Role of Honeybees for Students



AUGUSTA, GA (PR) – The United States’ honeybee population has been in steep decline over the last decade or more, but a special addition to Georgia Regents University is teaching students to be part of solution.


An observation beehive in the Shetfall-Cleckley Greenhouse at GRU’s Summerville Campus was installed in April in hopes that students learn and see firsthand how integral the honeybee is to the earth’s ecological system. GRU Facilities Management Maintenance Supervisor Tim Dobbs, an amateur bee enthusiast, built and installed the hive.

Professor Donna Wear’s Evolutionary Biology class was the first group to visit the observation hive this spring.

“Honeybees are fascinating social organisms from both an ecological and evolutionary perspective. Pollinators are crucial to our global production of food. In fact, about one-third of the human diet comes from insect-pollinated plants, and the honeybee is responsible for 80 percent of that pollination, according to the U.S. Department of Agriculture,” Professor Wear said.

The insect’s vital role in food production is why their disappearance is so concerning. Just last week, the White House outlined its strategy to strengthen the nation’s struggling honeybee and monarch butterfly populations, calling for expanding the acreage devoted to the flowers crucial to the bees’ and butterflies’ survival.

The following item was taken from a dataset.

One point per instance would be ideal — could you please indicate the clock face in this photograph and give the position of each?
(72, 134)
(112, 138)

Scientists have yet to isolate a single cause of the honeybees’ demise, called colony collapse disorder, but a certain type of pesticide introduced in the 1990s has been known to interfere with a bee’s homing ability.

“The observation hive provides a wonderful teaching and learning opportunity for students of all ages, who need to be reminded of the ecological processes that feed us,” Professor Wear said.